Earlier this week I was mucking around with a simplistic ChatBot I’m building (FYI, Streamlit is an amazing framework to help build GUIs if you’re terrible at frontend design like I am) and I came across an additional parameter that can be passed when making a streaming ChatCompletion. You can pass an additional parameter called stream_options which will provide the token usage of the ChatCompletion in the the second to last chunk delivered back to the client. I’m not sure when this was introduced or how I missed it, but it removes the need to calculate this yourself with a tokenizer.
response = client.chat.completions.create(
model=deployment_name,
messages= [
{"role":"user",
"content": message}
],
max_tokens=200,
stream=True,
stream_options={
"include_usage": True
}
)
Below you’ll see a sample response from a streaming ChatCompletion when including the stream_options property. In the chunk before the final chunk (there is a final check not visible in this image), the usage statistics are provided and can be extracted.

This provides a much better option than trying to calculate this yourself. I tested this with 3.5-turbo and 4o (both with text and images) and it gave me back the token usage as expected (I’m using API version 2024-02-01). I threw together some very simple (and if it’s coming from me it’s likely gonna be simple because my coding skills leave a lot to be desired) to capture these metrics and return them as part of the completion.
# Class to support completion and token usage
class ChatMessage:
def __init__(self, full_response, prompt_tokens, completion_tokens, total_tokens):
self.full_response = full_response
self.prompt_tokens = prompt_tokens
self.completion_tokens = completion_tokens
self.total_tokens = total_tokens
# Streaming chat completions
async def get_streaming_chat_completion(client, deployment_name, messages, max_tokens):
response = client.chat.completions.create(
model=deployment_name,
messages=messages,
max_tokens=max_tokens,
stream=True,
stream_options={
"include_usage": True
}
)
assistant_message = st.chat_message("assistant")
full_response = ""
with assistant_message:
message_placeholder = st.empty()
# Intialize token counts
t_tokens = 0
c_tokens = 0
p_tokens = 0
usage_dict = None
for chunk in response:
if chunk.usage:
usage_dict = chunk.usage
if p_tokens == 0:
p_tokens = usage_dict.prompt_tokens
c_tokens = usage_dict.completion_tokens
t_tokens = usage_dict.total_tokens
if hasattr(chunk, 'choices') and chunk.choices:
content = chunk.choices[0].delta.content
if content is not None:
full_response += content
message_placeholder.markdown(full_response)
if full_response == "":
full_response = "Sorry, I was unable to generate a response."
return ChatMessage(full_response, p_tokens, c_tokens, t_tokens)

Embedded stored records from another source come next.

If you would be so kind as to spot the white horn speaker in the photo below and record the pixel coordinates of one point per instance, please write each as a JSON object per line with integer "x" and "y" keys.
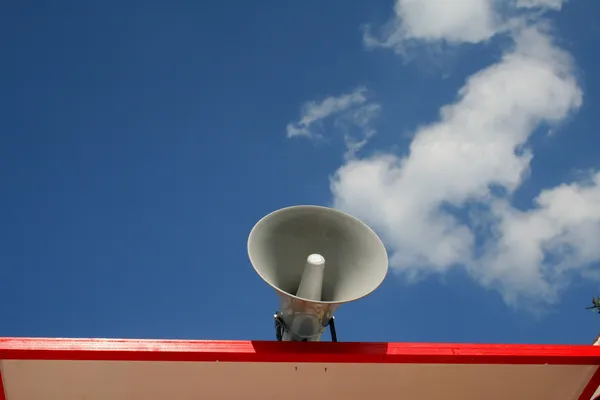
{"x": 316, "y": 258}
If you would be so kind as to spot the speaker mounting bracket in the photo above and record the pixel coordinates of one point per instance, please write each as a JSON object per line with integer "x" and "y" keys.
{"x": 280, "y": 328}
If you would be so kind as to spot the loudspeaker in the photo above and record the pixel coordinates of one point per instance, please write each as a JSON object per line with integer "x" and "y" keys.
{"x": 316, "y": 258}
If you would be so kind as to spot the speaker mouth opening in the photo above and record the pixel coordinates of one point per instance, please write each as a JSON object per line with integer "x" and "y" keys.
{"x": 282, "y": 235}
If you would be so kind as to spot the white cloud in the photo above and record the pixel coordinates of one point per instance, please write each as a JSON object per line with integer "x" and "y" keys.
{"x": 314, "y": 112}
{"x": 352, "y": 115}
{"x": 480, "y": 142}
{"x": 549, "y": 4}
{"x": 460, "y": 21}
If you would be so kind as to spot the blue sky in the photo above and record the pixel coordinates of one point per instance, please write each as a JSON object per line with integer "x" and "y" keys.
{"x": 141, "y": 141}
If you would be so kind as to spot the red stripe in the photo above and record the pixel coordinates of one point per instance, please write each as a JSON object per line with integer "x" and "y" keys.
{"x": 259, "y": 351}
{"x": 2, "y": 393}
{"x": 591, "y": 387}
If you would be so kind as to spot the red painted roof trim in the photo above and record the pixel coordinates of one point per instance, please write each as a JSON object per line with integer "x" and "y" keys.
{"x": 2, "y": 391}
{"x": 271, "y": 351}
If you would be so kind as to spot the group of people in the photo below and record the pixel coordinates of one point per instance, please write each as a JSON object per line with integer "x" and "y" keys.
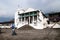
{"x": 13, "y": 29}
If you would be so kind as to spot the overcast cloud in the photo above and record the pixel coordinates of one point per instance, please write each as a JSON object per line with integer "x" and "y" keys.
{"x": 9, "y": 7}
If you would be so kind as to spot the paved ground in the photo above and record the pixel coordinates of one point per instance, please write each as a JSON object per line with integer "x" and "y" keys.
{"x": 45, "y": 34}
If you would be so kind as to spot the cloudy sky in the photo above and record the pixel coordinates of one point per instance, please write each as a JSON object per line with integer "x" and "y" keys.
{"x": 9, "y": 7}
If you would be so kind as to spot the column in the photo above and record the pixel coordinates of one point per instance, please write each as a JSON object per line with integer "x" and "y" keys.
{"x": 37, "y": 17}
{"x": 29, "y": 18}
{"x": 21, "y": 19}
{"x": 33, "y": 18}
{"x": 24, "y": 20}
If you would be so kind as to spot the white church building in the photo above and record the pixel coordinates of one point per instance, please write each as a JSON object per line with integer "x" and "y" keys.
{"x": 31, "y": 17}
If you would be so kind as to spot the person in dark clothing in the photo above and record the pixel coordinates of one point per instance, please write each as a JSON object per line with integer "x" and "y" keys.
{"x": 13, "y": 29}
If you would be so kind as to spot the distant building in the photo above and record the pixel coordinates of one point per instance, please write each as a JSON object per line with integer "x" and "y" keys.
{"x": 31, "y": 17}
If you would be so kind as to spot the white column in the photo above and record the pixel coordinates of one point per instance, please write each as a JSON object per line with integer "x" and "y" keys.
{"x": 24, "y": 20}
{"x": 33, "y": 18}
{"x": 37, "y": 17}
{"x": 29, "y": 19}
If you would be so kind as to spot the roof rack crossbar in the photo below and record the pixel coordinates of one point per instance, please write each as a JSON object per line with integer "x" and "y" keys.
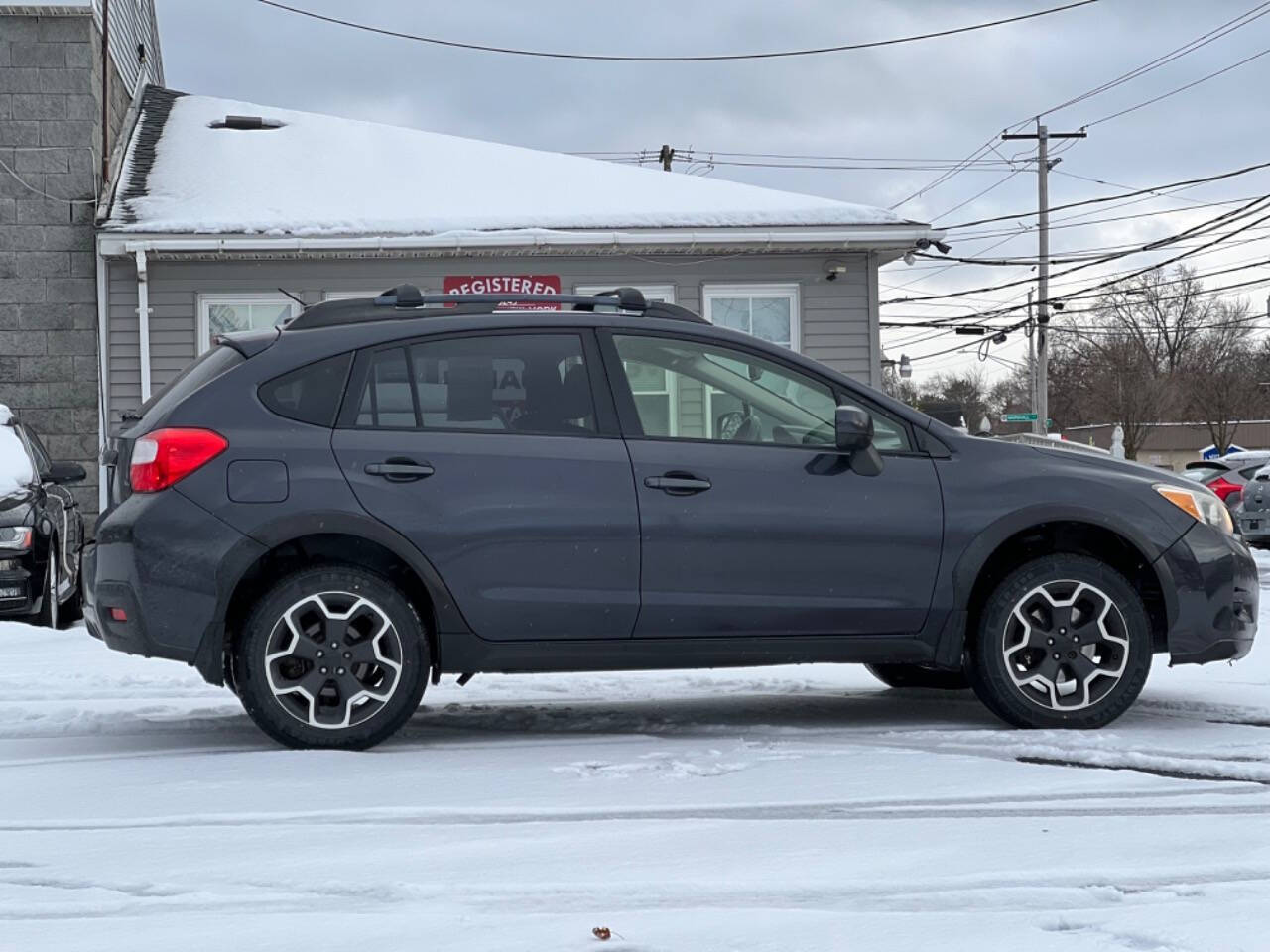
{"x": 407, "y": 301}
{"x": 409, "y": 296}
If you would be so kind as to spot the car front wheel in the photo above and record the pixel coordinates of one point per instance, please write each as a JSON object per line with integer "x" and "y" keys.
{"x": 333, "y": 656}
{"x": 1064, "y": 642}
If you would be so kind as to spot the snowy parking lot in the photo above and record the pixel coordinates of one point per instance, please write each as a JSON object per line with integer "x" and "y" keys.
{"x": 758, "y": 809}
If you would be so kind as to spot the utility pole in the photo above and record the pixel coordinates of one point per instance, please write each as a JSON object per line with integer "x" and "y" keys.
{"x": 1043, "y": 166}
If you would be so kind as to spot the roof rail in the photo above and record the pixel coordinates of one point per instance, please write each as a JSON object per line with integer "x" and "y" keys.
{"x": 408, "y": 301}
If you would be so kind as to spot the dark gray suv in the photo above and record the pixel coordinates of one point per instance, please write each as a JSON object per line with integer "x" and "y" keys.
{"x": 326, "y": 516}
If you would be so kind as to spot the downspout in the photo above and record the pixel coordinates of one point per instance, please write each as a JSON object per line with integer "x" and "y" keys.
{"x": 103, "y": 373}
{"x": 144, "y": 321}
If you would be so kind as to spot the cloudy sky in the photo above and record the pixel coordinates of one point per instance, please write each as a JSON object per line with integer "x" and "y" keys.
{"x": 938, "y": 99}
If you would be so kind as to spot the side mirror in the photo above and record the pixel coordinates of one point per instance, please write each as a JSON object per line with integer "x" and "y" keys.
{"x": 852, "y": 428}
{"x": 62, "y": 474}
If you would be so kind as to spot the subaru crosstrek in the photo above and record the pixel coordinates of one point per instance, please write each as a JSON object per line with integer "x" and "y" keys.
{"x": 326, "y": 516}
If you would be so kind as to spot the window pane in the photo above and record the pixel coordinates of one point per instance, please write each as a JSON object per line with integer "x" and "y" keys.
{"x": 730, "y": 312}
{"x": 889, "y": 434}
{"x": 231, "y": 317}
{"x": 645, "y": 379}
{"x": 728, "y": 395}
{"x": 772, "y": 318}
{"x": 522, "y": 384}
{"x": 310, "y": 394}
{"x": 654, "y": 414}
{"x": 386, "y": 397}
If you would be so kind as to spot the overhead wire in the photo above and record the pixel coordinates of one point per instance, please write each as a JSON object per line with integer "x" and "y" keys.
{"x": 702, "y": 58}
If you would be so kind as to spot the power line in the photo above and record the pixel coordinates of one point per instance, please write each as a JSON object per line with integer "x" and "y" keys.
{"x": 1179, "y": 89}
{"x": 1189, "y": 48}
{"x": 1198, "y": 229}
{"x": 712, "y": 58}
{"x": 1102, "y": 199}
{"x": 1164, "y": 60}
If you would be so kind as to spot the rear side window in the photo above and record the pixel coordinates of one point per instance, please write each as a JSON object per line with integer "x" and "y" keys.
{"x": 504, "y": 384}
{"x": 310, "y": 394}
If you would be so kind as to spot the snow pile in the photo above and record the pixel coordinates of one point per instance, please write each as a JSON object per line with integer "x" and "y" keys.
{"x": 747, "y": 810}
{"x": 326, "y": 176}
{"x": 16, "y": 472}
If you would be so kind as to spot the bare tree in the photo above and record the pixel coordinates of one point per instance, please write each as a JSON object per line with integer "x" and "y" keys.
{"x": 1219, "y": 373}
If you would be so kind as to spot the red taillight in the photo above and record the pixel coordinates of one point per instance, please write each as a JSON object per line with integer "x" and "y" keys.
{"x": 164, "y": 457}
{"x": 1223, "y": 488}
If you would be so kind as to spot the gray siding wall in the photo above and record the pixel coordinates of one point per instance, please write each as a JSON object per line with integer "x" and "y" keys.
{"x": 50, "y": 136}
{"x": 834, "y": 313}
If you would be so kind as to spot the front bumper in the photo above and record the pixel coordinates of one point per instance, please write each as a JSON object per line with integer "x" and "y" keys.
{"x": 159, "y": 578}
{"x": 1215, "y": 597}
{"x": 21, "y": 578}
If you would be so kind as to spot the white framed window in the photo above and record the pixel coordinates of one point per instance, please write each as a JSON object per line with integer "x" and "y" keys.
{"x": 226, "y": 313}
{"x": 657, "y": 398}
{"x": 767, "y": 311}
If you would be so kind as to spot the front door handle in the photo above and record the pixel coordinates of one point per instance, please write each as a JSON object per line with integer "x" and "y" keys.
{"x": 400, "y": 470}
{"x": 679, "y": 484}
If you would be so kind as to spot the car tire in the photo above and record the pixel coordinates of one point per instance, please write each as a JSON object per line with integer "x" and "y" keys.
{"x": 331, "y": 656}
{"x": 916, "y": 675}
{"x": 1064, "y": 642}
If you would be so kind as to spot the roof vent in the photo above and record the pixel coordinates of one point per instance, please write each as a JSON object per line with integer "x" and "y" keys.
{"x": 245, "y": 122}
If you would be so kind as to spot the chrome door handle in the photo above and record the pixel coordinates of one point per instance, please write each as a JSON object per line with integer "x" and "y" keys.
{"x": 400, "y": 470}
{"x": 677, "y": 484}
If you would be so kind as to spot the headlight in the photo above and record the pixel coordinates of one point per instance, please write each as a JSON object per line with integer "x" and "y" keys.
{"x": 14, "y": 537}
{"x": 1199, "y": 503}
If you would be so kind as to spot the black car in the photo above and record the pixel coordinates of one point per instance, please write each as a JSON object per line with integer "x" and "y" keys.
{"x": 41, "y": 529}
{"x": 385, "y": 490}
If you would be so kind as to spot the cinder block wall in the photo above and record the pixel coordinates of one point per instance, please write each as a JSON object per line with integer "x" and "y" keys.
{"x": 50, "y": 139}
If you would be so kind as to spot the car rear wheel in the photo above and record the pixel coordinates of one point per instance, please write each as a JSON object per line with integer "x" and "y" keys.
{"x": 333, "y": 656}
{"x": 916, "y": 675}
{"x": 1064, "y": 642}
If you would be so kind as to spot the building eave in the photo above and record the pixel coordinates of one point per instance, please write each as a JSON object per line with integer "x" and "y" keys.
{"x": 888, "y": 241}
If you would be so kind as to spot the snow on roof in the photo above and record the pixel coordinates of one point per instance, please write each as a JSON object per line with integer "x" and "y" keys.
{"x": 325, "y": 176}
{"x": 16, "y": 472}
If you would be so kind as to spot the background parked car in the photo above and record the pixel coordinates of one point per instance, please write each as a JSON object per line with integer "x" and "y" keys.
{"x": 1229, "y": 474}
{"x": 41, "y": 529}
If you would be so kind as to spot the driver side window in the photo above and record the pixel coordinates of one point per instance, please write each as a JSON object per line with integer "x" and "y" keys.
{"x": 719, "y": 394}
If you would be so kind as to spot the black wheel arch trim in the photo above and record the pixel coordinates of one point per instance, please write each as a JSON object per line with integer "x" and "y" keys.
{"x": 968, "y": 566}
{"x": 209, "y": 657}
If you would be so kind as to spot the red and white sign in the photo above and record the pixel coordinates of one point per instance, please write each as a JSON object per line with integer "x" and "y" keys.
{"x": 503, "y": 285}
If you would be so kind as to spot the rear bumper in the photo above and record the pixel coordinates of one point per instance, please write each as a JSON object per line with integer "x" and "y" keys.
{"x": 159, "y": 578}
{"x": 1216, "y": 594}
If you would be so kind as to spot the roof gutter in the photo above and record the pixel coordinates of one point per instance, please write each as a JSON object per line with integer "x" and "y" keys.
{"x": 853, "y": 238}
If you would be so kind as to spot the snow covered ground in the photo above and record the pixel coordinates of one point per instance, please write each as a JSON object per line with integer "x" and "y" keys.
{"x": 760, "y": 809}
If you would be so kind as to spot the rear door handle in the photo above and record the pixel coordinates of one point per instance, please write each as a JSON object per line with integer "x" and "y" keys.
{"x": 677, "y": 484}
{"x": 400, "y": 470}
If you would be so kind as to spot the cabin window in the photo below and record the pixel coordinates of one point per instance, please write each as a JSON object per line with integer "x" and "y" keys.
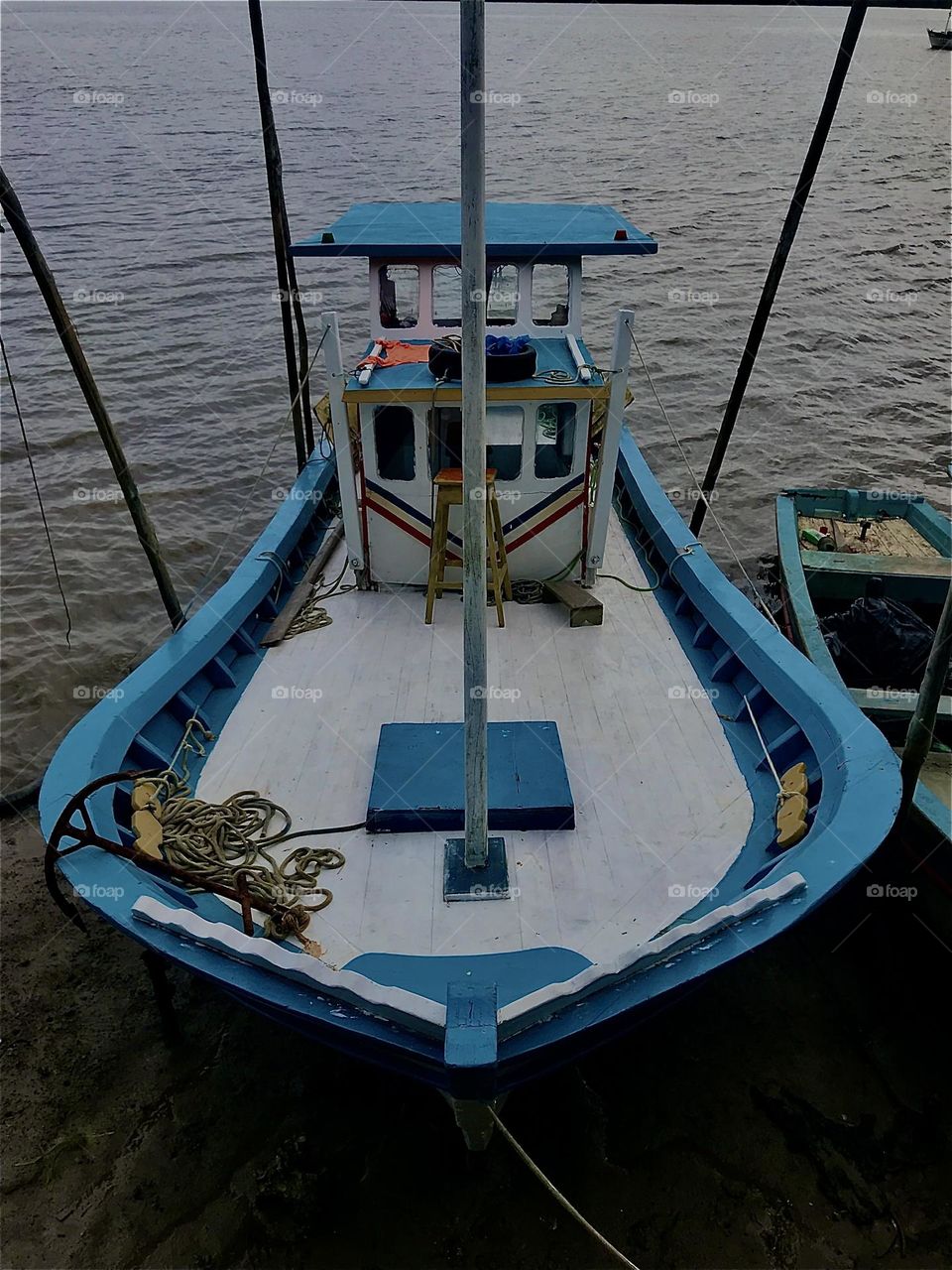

For those of using APIM as a Generative AI Gateway, you won’t have to worry about this for most of the OpenAI models offered through AOAI because the policy snippet I mentioned earlier will be improved to support additional models beyond what it supports today. For those of you using third-party gateways, this is likely relevant and may help to simplify your code and eliminate the discrepancies you see from calculating token usage yourself vs what you’re seeing displayed within the AOAI instance.
Well folks, this post was short and sweet. Hopefully this small tidbit of information helps a few folks out there who were going the tokenizer route. Any simplification these days is welcome!